Nel 1981, il popolo approva mediante referendum la legge sull’aborto (n. 194 del 1978: Norme per la tutela sociale della maternità e sull’interruzione volontaria della gravidanza). La riforma del Diritto di famiglia (legge n. 151 del 1975) abolisce per sempre la patria potestà, sostituita finalmente dalla potestà genitoriale.

PER UNA PEDAGOGIA DELLE RELAZIONI EDUCATIVE FAMILIARI La Costituzione obbliga inderogabilmente a garantire i diritti inviolabili dell’uomo “sia come singolo sia nelle formazioni sociali ove si svolge la sua personalità” (articolo 2). La famiglia di fatto, in quanto formazione sociale ove si svolge la personalità del singolo (e non in quanto “famiglia”), dovrebbe essere tutelata affinché sia tutelata la persona che si muove all’interno della formazione sociale stessa, in primo luogo la donna e il bambino.

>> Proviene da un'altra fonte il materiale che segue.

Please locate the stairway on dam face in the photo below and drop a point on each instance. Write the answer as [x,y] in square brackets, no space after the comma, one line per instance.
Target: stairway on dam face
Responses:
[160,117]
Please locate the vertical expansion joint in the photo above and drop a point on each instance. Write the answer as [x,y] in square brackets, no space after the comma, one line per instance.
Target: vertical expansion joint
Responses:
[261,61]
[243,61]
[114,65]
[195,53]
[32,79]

Un esempio classico è quello della coppia convivente con figli: in base a quale criterio le politiche sociali dovrebbero eludere una formazione sociale di siffatta specie dall’alveo delle “comunità educanti”? Il problema, piuttosto, è quello di trovare una formula giuridica alternativa a “famiglia” – ad esempio, “comunità di relazioni familiari” – che consenta tuttavia alle persone di esercitare i propri diritti e osservare i propri doveri.

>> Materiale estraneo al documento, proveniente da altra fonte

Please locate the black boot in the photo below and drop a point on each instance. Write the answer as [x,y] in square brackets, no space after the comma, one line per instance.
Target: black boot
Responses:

PER UNA POLITICA DELLA TENEREZZA Se la famiglia nasce storicamente come comunità di famuli riunita intorno a un pater familias, il recupero di valori patriarcali porrebbe al centro il padre e la famiglia. La politica della tenerezza, al contrario, promuove il recupero di valori paterni, che, non esprimendosi nella logica del dominio, pone al centro i padri e le relazioni educative familiari. Uno Stato paterno e non paternalistico accoglie il primato del bambino e tutela la famiglia, formazione sociale naturalmente predisposta all’accoglienza del futuro di cui ogni nuovo nato è portatore.